Partner organisations from across Norfolk attended our exclusive screening of I, Daniel Blake, followed by a Q&A with social housing experts.
Broadland Housing organised the event to highlight the growing issue of homelessness, and encourage joint initiatives to tackle it.
Representatives from Shelter, Norwich City Council and other local organisations watched Ken Loach’s award-winning film at Stage Two, Norwich Theatre Royal.
The screening was followed by a Q&A session, chaired by Broadland Housing Patron, Caroline Pickering. The panel of experts included:
- Cllr Karen Davis, Labour City Councillor and cabinet member for social inclusion
- Lesley Burdett, Hub Manager, Shelter Eastern Counties
- Dr Simon Hibberd, Board member, Broadland Housing, a local GP for 30 years
- Ivan Johnson, Executive Housing Director, Broadland Housing
The discussion covered issues such as:
- The impact of Universal Credit roll-out and how many tenants are falling into arrears due to payment problems, sanctions etc, and becoming vulnerable to loan sharks
- The 30% increase in foodbanks use since April 2017 and the amount spent by the NHS (£29 billion last year) on conditions allied to poverty (“a sick system causes sickness,” said Dr Hibberd, pictured above)
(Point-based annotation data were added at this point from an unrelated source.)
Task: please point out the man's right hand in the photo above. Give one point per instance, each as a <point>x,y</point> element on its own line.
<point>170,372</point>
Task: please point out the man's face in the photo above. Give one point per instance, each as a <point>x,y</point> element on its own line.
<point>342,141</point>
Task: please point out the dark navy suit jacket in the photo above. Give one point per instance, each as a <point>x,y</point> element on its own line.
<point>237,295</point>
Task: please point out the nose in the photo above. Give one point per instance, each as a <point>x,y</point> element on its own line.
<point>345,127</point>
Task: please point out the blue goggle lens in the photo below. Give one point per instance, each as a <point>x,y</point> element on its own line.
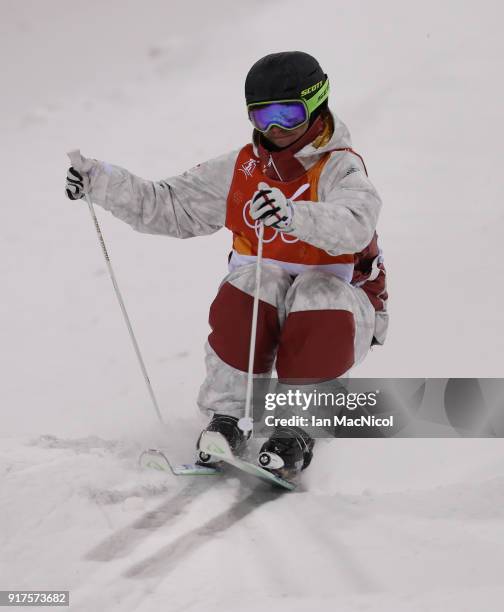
<point>287,115</point>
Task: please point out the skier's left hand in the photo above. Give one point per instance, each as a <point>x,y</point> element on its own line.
<point>270,206</point>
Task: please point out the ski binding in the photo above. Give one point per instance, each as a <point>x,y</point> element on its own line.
<point>215,444</point>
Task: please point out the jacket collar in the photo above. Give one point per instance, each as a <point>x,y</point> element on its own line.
<point>293,161</point>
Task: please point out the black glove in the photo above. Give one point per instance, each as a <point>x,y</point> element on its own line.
<point>74,186</point>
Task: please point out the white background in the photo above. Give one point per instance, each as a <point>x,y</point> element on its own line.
<point>157,87</point>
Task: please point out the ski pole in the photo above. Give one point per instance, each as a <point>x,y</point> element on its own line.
<point>74,155</point>
<point>246,423</point>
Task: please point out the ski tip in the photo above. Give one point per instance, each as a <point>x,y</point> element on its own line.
<point>155,459</point>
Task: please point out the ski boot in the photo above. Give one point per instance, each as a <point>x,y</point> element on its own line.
<point>288,451</point>
<point>228,427</point>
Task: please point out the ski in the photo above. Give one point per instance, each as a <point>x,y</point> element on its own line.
<point>215,444</point>
<point>156,459</point>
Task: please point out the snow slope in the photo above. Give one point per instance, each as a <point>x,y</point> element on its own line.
<point>404,525</point>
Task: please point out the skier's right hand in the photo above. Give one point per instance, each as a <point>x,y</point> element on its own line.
<point>77,184</point>
<point>77,181</point>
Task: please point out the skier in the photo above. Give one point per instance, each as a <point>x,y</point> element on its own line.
<point>323,294</point>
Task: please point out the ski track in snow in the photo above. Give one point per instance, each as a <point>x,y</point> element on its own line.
<point>376,525</point>
<point>137,543</point>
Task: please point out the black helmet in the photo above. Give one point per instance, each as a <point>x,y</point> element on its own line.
<point>283,76</point>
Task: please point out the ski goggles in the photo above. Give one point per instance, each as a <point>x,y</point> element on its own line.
<point>287,114</point>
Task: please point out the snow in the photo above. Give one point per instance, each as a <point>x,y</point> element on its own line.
<point>406,525</point>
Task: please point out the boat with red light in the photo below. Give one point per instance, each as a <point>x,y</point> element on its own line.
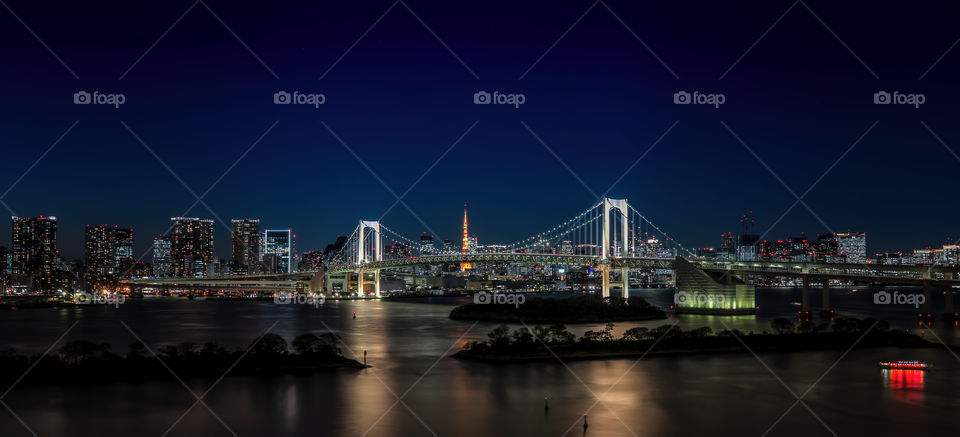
<point>907,365</point>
- The number of people with mental health issues, particularly anxiety, being passed as ‘fit for work’ and losing their ESA (Employment and Support Allowance), even though more than 50% of ESA claimants win their case on appeal
- How some local GPs are charging £50 to write a letter in support of an ESA appeal
- The lack of free, digital access for rural communities in Norfolk. (“Norwich City Council’s digital inclusion hubs are working well in Norwich,” said Councillor Davis)
Two main actions were agreed from the evening:
- Broadland to liaise with the Local Medical Committee, and to request that they write to GPs asking them not to charge for letters supporting ESA appeals, as claimants often have no money to pay for them
- Broadland to prepare for Universal Credit roll-out throughout Norfolk in 2018 by working more closely with credit unions and encouraging tenants to join and save with one.
Commenting on the event, Lesley Burdett (pictured, far left) said:
“Ken Loach has put into focus how difficult it is for people to get through the welfare system. Daniel Blake can’t get in because it’s digital access only. The film highlights that it’s real people behind these systems – one size doesn’t fit all. It’s saying we need less ‘systems thinking’ and more human kindness.”
Michael Newey, Chief Executive of Broadland Housing, added:
“We are pleased to see so many of our partner agencies here today. This is a powerful film with a very topical message. It’s a great opportunity to raise awareness of the impact of changes in the benefit system and the, sometimes, disastrous consequences for families and individuals. Often this leads to homelessness and organisations need to work more closely together to address the issues and find answers that will mitigate the potentially damaging impact.
In 2016 Broadland hosted a special screening of Ken Loach’s Cathy Come Home to celebrate the 50th anniversary of the influential television drama. Like I, Daniel Blake today, Cathy Come Home provoked an outpouring of public sympathy that translated into support for new homelessness charities Shelter and Crisis.